The NPPID effort has established a single unified repository. This has been accomplished by reconciling all available research catalogs and ID nomenclature, and by aggregating all individual identities and encounter data into a state of data readiness unprecedented on a long-term and ocean-basin-scale. The first benefits are cost savings and organizational effectiveness. Particularly in well-sampled areas, data processing is revolutionized by immediate access to a fast and reliable photo-ID system. Collaborators reported that this “saves countless hours of manual visual matching, allowing us to get our data out in products, papers, and outreach more quickly” (JN) and “reduces lab time by 90%” (AS). However, collaborators face the challenge of how to maximize the present and future value of the NPPID dataset. A primary outstanding need is to create clarity for how researchers efficiently access, establish permission, and create sub-collaborations to develop further studies beyond the term of the NPPID collaboration.

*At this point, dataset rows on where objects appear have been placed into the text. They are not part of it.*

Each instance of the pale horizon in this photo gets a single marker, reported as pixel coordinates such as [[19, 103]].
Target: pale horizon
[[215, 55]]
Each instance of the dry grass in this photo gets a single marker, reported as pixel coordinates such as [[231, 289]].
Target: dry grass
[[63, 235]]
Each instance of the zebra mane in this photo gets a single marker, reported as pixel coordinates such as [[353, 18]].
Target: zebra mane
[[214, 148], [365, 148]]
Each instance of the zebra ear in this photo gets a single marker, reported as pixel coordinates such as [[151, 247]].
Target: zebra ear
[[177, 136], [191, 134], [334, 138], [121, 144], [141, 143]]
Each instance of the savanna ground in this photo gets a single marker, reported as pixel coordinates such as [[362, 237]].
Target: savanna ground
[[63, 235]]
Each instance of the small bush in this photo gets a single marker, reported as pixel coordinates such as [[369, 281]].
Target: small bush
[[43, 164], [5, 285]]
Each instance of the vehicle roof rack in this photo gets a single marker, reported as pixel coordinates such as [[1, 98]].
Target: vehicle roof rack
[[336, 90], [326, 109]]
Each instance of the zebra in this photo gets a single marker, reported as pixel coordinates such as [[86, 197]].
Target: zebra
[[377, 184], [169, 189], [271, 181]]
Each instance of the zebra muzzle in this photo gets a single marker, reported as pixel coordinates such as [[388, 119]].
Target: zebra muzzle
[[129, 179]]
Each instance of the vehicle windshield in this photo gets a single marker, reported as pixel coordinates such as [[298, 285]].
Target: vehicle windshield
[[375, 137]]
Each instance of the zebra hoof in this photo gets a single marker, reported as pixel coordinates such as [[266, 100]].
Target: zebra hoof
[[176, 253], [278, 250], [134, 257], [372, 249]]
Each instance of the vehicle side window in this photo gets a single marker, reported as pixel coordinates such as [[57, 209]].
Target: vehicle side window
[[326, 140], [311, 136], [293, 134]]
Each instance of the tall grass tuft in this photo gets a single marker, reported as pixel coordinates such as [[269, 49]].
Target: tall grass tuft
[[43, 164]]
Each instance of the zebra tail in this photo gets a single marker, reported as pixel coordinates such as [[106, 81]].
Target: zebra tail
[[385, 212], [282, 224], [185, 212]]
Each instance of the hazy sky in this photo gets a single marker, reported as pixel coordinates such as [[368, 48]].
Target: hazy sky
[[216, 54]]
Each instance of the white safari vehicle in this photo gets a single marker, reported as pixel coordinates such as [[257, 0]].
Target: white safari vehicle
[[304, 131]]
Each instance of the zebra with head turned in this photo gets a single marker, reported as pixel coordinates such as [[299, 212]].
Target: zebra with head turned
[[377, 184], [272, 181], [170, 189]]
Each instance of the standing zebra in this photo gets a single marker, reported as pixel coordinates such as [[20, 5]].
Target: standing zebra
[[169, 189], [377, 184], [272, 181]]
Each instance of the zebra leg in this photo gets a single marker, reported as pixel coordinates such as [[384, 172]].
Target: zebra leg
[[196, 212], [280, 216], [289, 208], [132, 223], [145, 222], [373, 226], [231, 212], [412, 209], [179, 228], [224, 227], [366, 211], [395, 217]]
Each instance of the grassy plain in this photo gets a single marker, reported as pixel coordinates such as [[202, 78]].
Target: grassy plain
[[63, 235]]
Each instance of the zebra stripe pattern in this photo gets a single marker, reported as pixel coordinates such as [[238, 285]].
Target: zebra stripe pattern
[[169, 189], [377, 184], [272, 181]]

System functionality was developed in a constant feedback cycle to accommodate progressively larger datasets through the study. This dataset appears to document most living humpback whales across the North Pacific Ocean basin, creating an abundance of data and inspiring an ambition to monitor populations in near-real time. With heterogeneous sampling effort over the study area, critical data gaps can be identified for understanding abundance and population structure. In addition, minimum sample sizes for reliable, robust population models can be established. Given the low cost of data storage, and if the incremental cost of each additional data point is driven to near zero, there is very little cost to overshooting a threshold of “enough” data.

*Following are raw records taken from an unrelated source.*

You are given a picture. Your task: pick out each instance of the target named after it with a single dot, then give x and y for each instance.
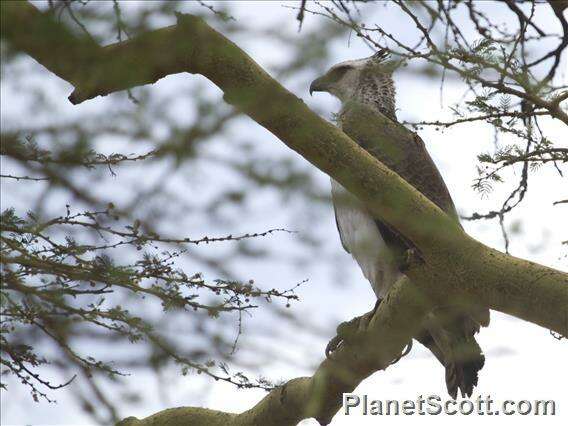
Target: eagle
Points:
(366, 90)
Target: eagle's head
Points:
(367, 80)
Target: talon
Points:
(332, 346)
(406, 351)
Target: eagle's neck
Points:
(378, 92)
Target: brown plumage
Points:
(367, 92)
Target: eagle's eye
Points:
(337, 73)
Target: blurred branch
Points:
(451, 258)
(320, 396)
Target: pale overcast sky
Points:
(523, 361)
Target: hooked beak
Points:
(318, 85)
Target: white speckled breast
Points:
(361, 237)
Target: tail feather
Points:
(462, 374)
(454, 344)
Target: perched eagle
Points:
(366, 90)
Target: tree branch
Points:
(457, 268)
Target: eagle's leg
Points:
(347, 330)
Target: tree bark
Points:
(456, 267)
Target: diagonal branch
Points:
(457, 268)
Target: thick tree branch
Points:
(456, 267)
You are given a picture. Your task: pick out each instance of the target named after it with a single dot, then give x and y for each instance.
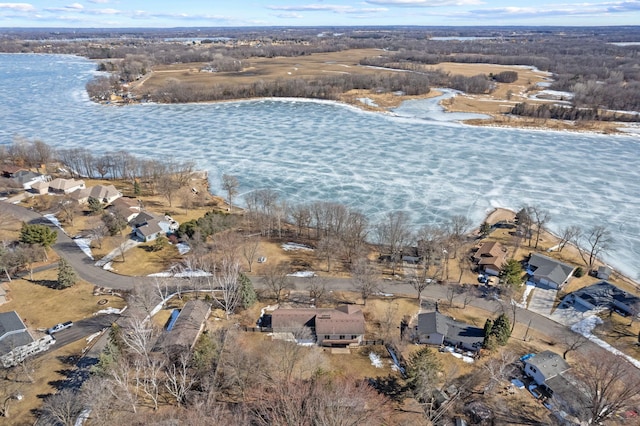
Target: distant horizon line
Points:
(316, 26)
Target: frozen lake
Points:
(416, 161)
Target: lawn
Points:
(41, 307)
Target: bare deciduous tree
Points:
(597, 241)
(610, 384)
(568, 234)
(275, 278)
(230, 184)
(179, 379)
(249, 249)
(393, 233)
(365, 279)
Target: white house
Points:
(106, 194)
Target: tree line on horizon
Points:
(583, 61)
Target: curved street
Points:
(84, 266)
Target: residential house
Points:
(126, 207)
(340, 327)
(548, 271)
(437, 329)
(187, 328)
(9, 170)
(106, 194)
(27, 179)
(605, 295)
(40, 187)
(551, 373)
(148, 227)
(13, 332)
(490, 257)
(65, 186)
(16, 343)
(545, 366)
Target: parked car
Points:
(59, 327)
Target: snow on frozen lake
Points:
(415, 159)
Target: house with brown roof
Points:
(340, 327)
(106, 194)
(126, 207)
(490, 257)
(188, 327)
(65, 186)
(148, 227)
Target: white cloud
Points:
(290, 15)
(327, 8)
(424, 3)
(21, 7)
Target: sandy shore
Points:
(570, 254)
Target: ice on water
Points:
(409, 160)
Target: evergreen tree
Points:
(502, 329)
(66, 275)
(38, 234)
(249, 296)
(511, 273)
(488, 326)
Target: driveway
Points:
(542, 300)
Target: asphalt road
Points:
(86, 269)
(83, 329)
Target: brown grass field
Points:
(317, 65)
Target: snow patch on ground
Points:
(302, 274)
(528, 288)
(85, 246)
(375, 360)
(464, 358)
(83, 243)
(183, 248)
(586, 326)
(189, 273)
(295, 246)
(367, 101)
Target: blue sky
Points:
(208, 13)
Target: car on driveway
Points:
(59, 327)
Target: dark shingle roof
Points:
(435, 322)
(549, 363)
(550, 269)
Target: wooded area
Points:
(584, 61)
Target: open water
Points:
(417, 161)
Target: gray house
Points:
(548, 271)
(13, 332)
(437, 329)
(545, 366)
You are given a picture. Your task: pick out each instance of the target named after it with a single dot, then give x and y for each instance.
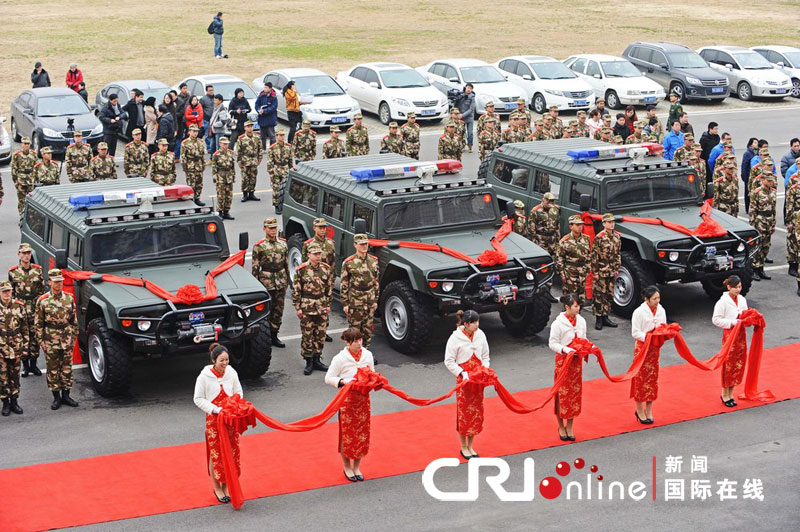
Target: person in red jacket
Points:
(74, 77)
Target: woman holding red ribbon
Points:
(726, 315)
(214, 384)
(568, 325)
(354, 416)
(467, 349)
(644, 385)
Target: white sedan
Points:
(392, 90)
(616, 80)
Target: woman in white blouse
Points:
(730, 306)
(215, 383)
(467, 349)
(644, 385)
(563, 330)
(354, 416)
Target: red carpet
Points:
(169, 479)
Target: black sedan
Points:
(50, 116)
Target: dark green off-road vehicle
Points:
(134, 228)
(449, 210)
(584, 176)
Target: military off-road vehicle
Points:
(136, 229)
(632, 181)
(396, 198)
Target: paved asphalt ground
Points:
(755, 443)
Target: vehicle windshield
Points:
(552, 70)
(628, 192)
(481, 74)
(752, 61)
(686, 60)
(403, 79)
(462, 209)
(175, 241)
(620, 69)
(68, 104)
(228, 89)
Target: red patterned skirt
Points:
(568, 399)
(733, 367)
(354, 422)
(213, 452)
(644, 386)
(469, 403)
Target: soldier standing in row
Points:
(606, 261)
(136, 157)
(333, 148)
(574, 259)
(13, 347)
(28, 284)
(279, 162)
(22, 163)
(56, 330)
(223, 173)
(312, 289)
(410, 134)
(357, 138)
(359, 288)
(271, 268)
(249, 154)
(193, 162)
(77, 159)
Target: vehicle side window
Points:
(304, 194)
(365, 213)
(333, 206)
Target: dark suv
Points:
(678, 68)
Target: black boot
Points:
(56, 401)
(67, 400)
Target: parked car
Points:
(678, 69)
(489, 84)
(546, 82)
(749, 74)
(787, 60)
(323, 101)
(391, 90)
(616, 80)
(50, 116)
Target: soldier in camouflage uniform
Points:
(393, 142)
(574, 259)
(102, 166)
(162, 165)
(304, 144)
(193, 162)
(249, 154)
(312, 289)
(13, 347)
(136, 158)
(279, 162)
(77, 159)
(56, 328)
(333, 148)
(606, 261)
(359, 288)
(410, 134)
(22, 163)
(762, 218)
(271, 267)
(223, 173)
(357, 138)
(46, 171)
(28, 284)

Having now acquired sufficient baseline data for North Pacific populations in the face of a changing ocean, we aim for data readiness to understand the implications of ecosystem events on a timescale that benefits resource management. This study concentrates on humpback whales of the North Pacific, but the concept and methods can be extended to many species. Baleen whales are recognized to influence marine ecosystems on a massive scale67. In recognition of the concept of essential biological variables68,69, there is a need for marine observation and data at an ocean-basin-wide scale70,71,72. This dataset, the collaboration agreement, and the system established to create and maintain it can contribute to our understanding of essential ocean variables.

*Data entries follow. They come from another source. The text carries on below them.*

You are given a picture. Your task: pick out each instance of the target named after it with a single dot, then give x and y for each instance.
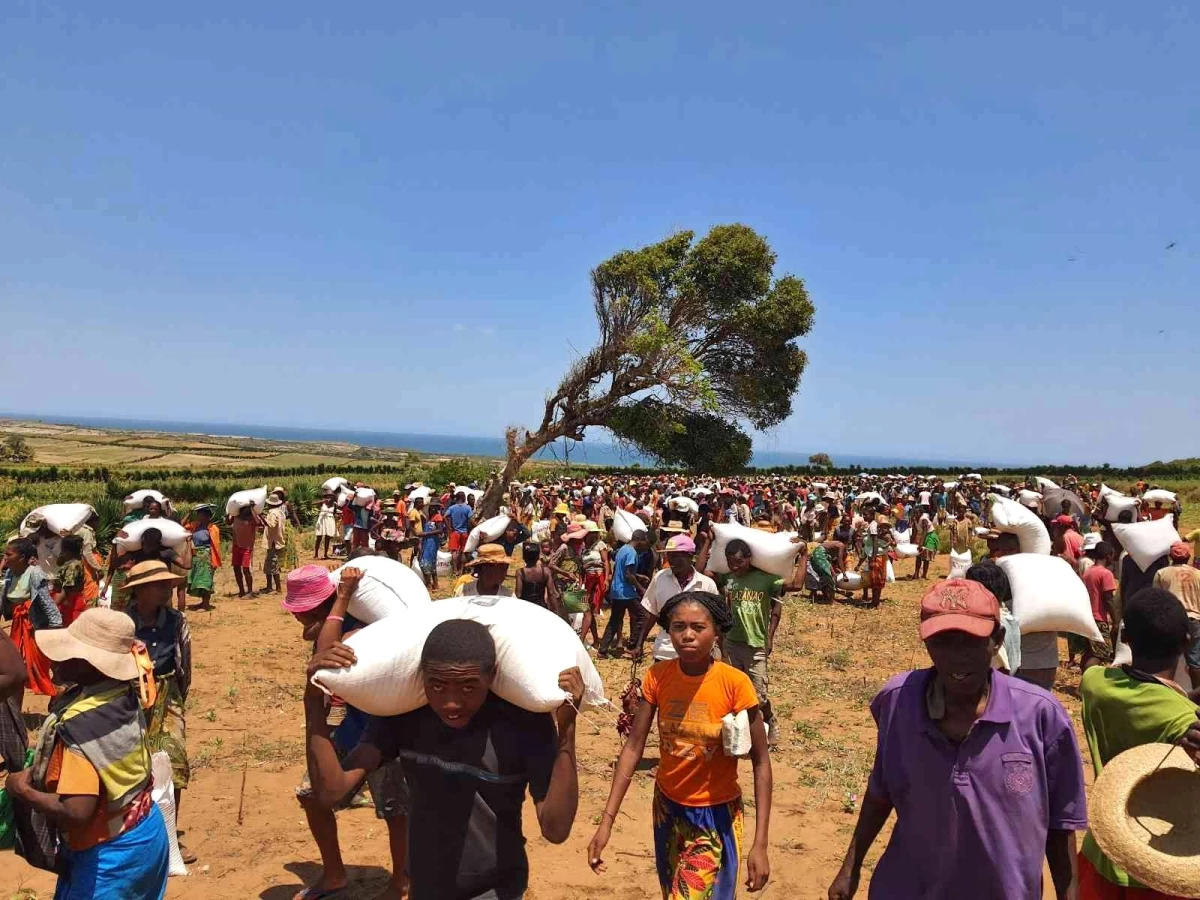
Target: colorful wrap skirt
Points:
(697, 849)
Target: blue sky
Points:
(303, 214)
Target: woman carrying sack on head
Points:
(168, 642)
(205, 555)
(25, 599)
(91, 767)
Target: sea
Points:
(592, 451)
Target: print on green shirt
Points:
(750, 598)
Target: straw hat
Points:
(490, 555)
(1145, 814)
(309, 587)
(148, 573)
(102, 637)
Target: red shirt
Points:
(1074, 543)
(1099, 580)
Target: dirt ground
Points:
(245, 725)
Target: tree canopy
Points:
(696, 341)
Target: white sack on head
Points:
(1048, 595)
(137, 498)
(129, 539)
(1159, 497)
(486, 532)
(959, 564)
(388, 587)
(624, 523)
(773, 553)
(1012, 517)
(162, 795)
(683, 504)
(850, 581)
(533, 646)
(1116, 504)
(239, 501)
(59, 517)
(1147, 541)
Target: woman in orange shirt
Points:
(91, 767)
(697, 801)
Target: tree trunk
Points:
(490, 503)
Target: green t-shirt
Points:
(1120, 713)
(750, 598)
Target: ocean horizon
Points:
(595, 453)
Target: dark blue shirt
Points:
(460, 516)
(159, 636)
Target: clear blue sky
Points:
(367, 214)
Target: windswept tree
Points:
(696, 341)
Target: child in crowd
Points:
(697, 802)
(312, 598)
(245, 529)
(468, 757)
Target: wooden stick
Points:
(241, 793)
(241, 796)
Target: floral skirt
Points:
(37, 666)
(697, 849)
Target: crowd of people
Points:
(975, 754)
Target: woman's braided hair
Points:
(717, 607)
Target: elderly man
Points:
(681, 575)
(964, 744)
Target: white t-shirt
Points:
(663, 587)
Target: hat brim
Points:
(306, 603)
(957, 622)
(59, 645)
(1125, 840)
(477, 562)
(151, 579)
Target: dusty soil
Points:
(245, 721)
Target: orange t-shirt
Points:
(694, 769)
(71, 774)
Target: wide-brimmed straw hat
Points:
(101, 637)
(148, 573)
(490, 555)
(309, 587)
(1145, 813)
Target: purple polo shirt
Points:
(972, 819)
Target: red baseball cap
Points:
(959, 605)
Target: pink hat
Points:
(309, 587)
(959, 605)
(681, 544)
(574, 533)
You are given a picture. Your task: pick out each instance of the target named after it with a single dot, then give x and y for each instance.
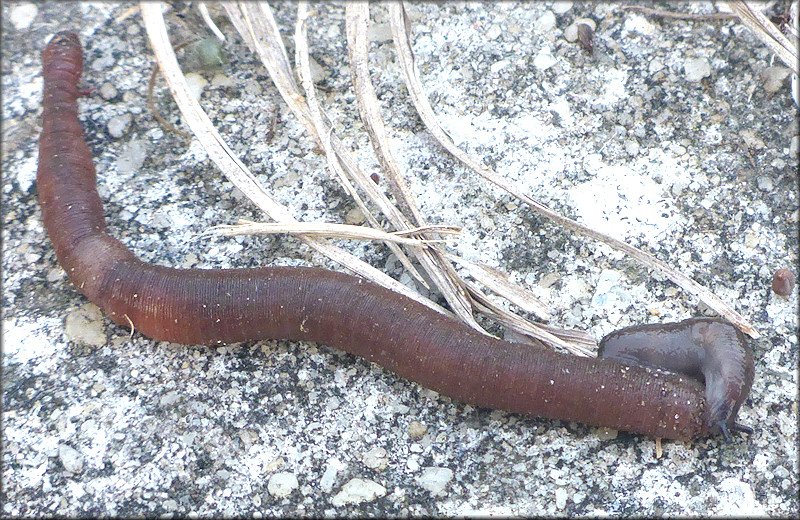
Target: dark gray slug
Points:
(707, 349)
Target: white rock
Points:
(435, 479)
(281, 485)
(70, 458)
(696, 69)
(85, 325)
(22, 15)
(357, 491)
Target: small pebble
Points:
(108, 91)
(416, 430)
(70, 458)
(85, 325)
(117, 125)
(696, 69)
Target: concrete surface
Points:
(666, 135)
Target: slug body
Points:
(196, 306)
(707, 349)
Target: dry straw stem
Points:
(784, 46)
(332, 230)
(257, 26)
(232, 167)
(766, 31)
(435, 259)
(400, 31)
(325, 131)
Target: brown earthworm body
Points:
(197, 306)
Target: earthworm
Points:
(783, 282)
(211, 306)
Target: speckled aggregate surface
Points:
(665, 136)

This study established an extremely cost effective and utilitarian information architecture, delivering an essential service for ongoing studies. If investment in collaborator engagement, upkeep, development, and data management continue, the future of this collaborative system promises great contributions to the understanding of North Pacific humpback whale populations. Sustainability will require a transition from the centralized efforts of a multi-year study to an established project at a stable institution with community ownership, oversight, and funding. We see this effort not as collecting and possessing a dataset, but as curating a public good for the betterment of science, education, and marine conservation. The FAIR and TRUST principles are central to guiding development, recognizing that accessibility requires more than just a data search feature via a web browser. To truly achieve full potential will require decentralizing data management to research collaborators, a shift that requires further system development, funding, user training, and commitment. Involving scientists in data management has evolved through time from a widespread disconnect73 to a current trend of ecological “big data” where data management is a necessary skill for ecologists, as has already happened with statistics and GIS74. We believe that establishing this scale-shifting dataset, given continued investment, will continue to improve understanding, awareness, stewardship, and respect for the North Pacific marine ecosystem.